É comum sim, está descrito na literatura. Não tem nenhum remédio específico para aumentar produção de leite. O que se tem são esses remédios cujo efeito colateral é o aumento de nível de prolactina. Tem que avaliar cada mulher para ver a melhor indicação de galactogogo. Importante ressaltar que o uso de galactogogo sozinho não faz nada. Precisa ter boa técnica de amamentação, estimulação mecânica com bomba e um corpo que responda a tudo isso de maneira efetiva.
No caso de adoção de bebês que não sejam recém-nascidos, fica mais difícil pegar o peito?

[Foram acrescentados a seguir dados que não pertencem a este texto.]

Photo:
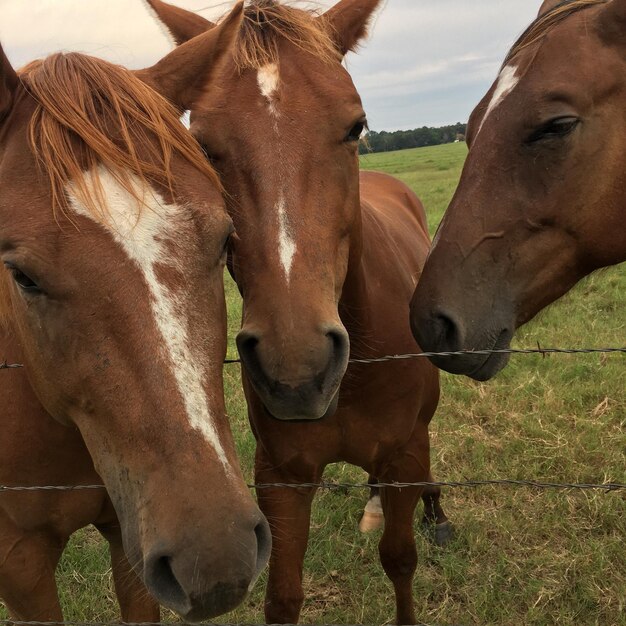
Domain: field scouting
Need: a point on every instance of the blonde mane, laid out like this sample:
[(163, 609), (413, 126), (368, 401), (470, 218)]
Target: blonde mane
[(267, 22), (544, 24), (91, 113)]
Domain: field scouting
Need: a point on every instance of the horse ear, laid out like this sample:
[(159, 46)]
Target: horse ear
[(8, 84), (182, 76), (183, 25), (547, 6), (612, 21), (349, 21)]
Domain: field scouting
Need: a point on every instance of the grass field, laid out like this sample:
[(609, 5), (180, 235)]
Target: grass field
[(520, 556)]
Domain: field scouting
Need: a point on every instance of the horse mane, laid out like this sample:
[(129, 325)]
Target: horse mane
[(543, 24), (266, 22), (92, 113)]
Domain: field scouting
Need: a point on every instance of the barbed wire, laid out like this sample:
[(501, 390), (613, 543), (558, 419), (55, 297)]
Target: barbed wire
[(11, 622), (336, 486), (420, 355)]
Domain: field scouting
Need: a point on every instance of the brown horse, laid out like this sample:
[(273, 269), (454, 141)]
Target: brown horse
[(112, 239), (541, 199), (326, 261)]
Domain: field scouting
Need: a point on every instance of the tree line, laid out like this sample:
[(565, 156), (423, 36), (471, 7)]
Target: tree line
[(417, 138)]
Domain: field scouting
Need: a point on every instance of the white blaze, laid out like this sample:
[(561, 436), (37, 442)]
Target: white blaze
[(286, 244), (507, 81), (142, 234), (268, 78)]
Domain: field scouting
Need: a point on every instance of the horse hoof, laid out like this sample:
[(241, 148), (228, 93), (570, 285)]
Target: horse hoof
[(440, 534), (371, 522)]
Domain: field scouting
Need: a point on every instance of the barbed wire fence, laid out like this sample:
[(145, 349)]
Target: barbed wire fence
[(420, 355), (605, 488)]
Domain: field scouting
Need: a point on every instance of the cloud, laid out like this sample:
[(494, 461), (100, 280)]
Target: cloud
[(426, 62)]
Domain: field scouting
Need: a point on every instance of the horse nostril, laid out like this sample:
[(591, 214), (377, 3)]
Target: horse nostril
[(163, 584), (340, 343), (446, 332)]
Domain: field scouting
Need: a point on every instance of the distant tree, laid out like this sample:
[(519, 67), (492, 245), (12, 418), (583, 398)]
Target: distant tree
[(417, 138)]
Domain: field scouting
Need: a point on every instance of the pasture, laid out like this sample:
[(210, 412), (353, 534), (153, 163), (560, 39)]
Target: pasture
[(520, 556)]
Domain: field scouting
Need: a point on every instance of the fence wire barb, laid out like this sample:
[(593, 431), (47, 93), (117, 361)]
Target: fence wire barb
[(333, 486)]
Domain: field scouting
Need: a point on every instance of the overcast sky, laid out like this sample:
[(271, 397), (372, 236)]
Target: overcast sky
[(426, 62)]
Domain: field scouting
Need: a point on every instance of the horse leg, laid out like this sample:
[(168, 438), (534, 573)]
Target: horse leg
[(288, 511), (373, 517), (136, 604), (435, 521), (397, 550), (28, 561)]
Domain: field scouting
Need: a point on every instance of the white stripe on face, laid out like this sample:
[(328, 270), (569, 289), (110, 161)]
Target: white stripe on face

O que a literatura diz é que bebês de até oito semanas são mais propensos a apresentar os reflexos de sucção mais ativos para mamar no peito. Os bebês nascem com esse reflexo mas a função de amamentação é aprendida nos primeiros meses de vida. Quanto mais tarde a gente colocar esse bebê no peito, mais adaptado ele vai estar a um bico de mamadeira por exemplo. Se os bebês chegam para as famílias antes das oito semanas, a chance de serem amamentados é maior. Lembrando só que, no Brasil, isso é muito difícil, a não ser que as pessoas façam “adoção à brasileira”, que é crime. Porque o processo legal demora e, às vezes, as crianças chegam mais velhas. Mas ainda assim é possível tentar, vai depender do encaixe peito-boca, da relação que essa criança tem com o outro instrumento que usa para mamar e até da ansiedade de todo mundo para isso funcionar. Mas eu sempre acho que dá para tentar - sem garantir nenhum tipo de resultado.

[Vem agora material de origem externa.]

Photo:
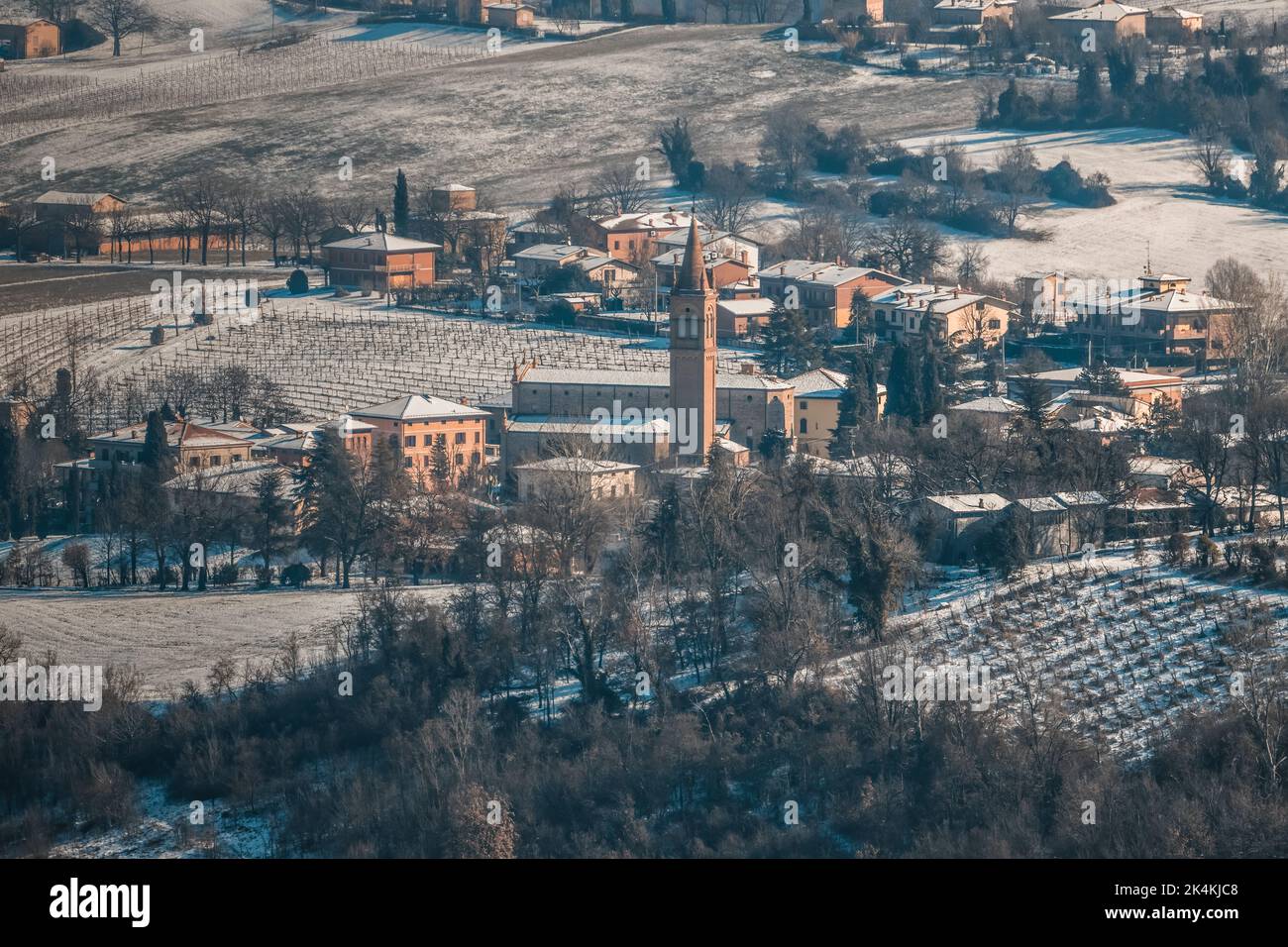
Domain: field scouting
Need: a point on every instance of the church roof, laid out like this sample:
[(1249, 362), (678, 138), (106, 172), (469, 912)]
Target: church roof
[(694, 272)]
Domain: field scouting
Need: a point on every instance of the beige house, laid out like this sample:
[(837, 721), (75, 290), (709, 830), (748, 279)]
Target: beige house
[(818, 408), (1109, 22), (951, 316), (539, 262), (604, 479), (424, 425), (824, 291)]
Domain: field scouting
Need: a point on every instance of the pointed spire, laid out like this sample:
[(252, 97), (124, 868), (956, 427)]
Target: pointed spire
[(694, 272)]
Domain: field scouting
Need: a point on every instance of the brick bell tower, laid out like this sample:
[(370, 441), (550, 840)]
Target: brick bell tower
[(694, 354)]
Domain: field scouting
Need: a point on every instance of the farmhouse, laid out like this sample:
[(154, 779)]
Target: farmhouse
[(1173, 25), (539, 262), (237, 484), (1109, 22), (455, 221), (721, 270), (737, 318), (1141, 385), (1162, 316), (971, 20), (424, 425), (34, 40), (818, 408), (952, 523), (510, 16), (634, 237), (824, 291), (380, 262), (696, 403), (951, 316)]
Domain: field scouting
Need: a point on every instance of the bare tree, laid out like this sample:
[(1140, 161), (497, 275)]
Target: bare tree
[(120, 18)]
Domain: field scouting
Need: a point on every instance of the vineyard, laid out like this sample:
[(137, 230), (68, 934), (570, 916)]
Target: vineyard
[(38, 103), (327, 356), (1128, 656)]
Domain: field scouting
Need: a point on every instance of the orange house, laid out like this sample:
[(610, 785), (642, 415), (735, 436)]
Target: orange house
[(380, 262), (420, 424), (35, 40)]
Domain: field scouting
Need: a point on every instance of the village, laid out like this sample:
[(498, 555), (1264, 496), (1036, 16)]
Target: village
[(662, 438)]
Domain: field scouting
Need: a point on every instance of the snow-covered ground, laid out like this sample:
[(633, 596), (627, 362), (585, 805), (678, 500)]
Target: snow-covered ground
[(1162, 213), (1128, 651), (174, 637)]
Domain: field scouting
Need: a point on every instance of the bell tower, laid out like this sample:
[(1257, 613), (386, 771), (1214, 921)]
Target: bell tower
[(694, 355)]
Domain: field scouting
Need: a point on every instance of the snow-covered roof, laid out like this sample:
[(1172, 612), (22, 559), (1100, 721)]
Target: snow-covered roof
[(991, 405), (820, 382), (416, 407), (384, 241), (587, 466), (647, 377)]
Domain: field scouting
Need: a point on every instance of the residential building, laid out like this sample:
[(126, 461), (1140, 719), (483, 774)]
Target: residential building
[(511, 16), (823, 291), (632, 237), (818, 408), (1173, 25), (952, 523), (539, 262), (380, 262), (1108, 21), (1158, 315), (419, 425), (737, 318), (951, 316), (34, 40)]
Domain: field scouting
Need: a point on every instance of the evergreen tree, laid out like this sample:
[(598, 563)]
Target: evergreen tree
[(271, 515), (402, 206), (931, 384), (1103, 379), (1089, 90), (789, 344), (156, 457), (903, 384)]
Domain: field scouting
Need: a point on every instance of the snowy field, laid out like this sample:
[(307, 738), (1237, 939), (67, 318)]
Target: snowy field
[(1126, 652), (174, 637), (1162, 213), (467, 121)]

Como fica a questão da amamentação cruzada? A amamentação de mães não-biológicas não oferece mais riscos de doenças?
Amamentação cruzada, que é eu amamentar um filho que não é o meu biológico, é proibida no Brasil. Mas muitas mulheres amamentam filhos que não são seus. A prática não é recomendada pelo risco de transmissão de doenças como HIV e hepatite. Qualquer mulher doente corre o risco de passar os vírus via leite materno. Por isso que, em um pré-natal bem feito, se pede todas as sorologias da gestante e esses exames são levados para a maternidade. Os exames que a ginecologista pede para a mãe que vai induzir a lactação são os mesmos que a mãe gestante fez. O que acontece muito, pelo menos com as minhas pacientes que não tiveram equipe particular de ginecologista e pediatra acompanhando no hospital todo o processo, é serem proibidas de amamentar na sala de parto, mesmo com os exames em dia. Isso porque os hospitais consideram amamentação cruzada. Na minha opinião, um casal de mulheres, em que uma passou por processo de inseminação ou fertilização, não deveria caracterizar amamentação cruzada. Elas não estão amamentando os filhos de outras mulheres, mas os próprios filhos. Inclusive, legalmente, já é possível sair do hospital com os nomes das duas mães no registro das crianças.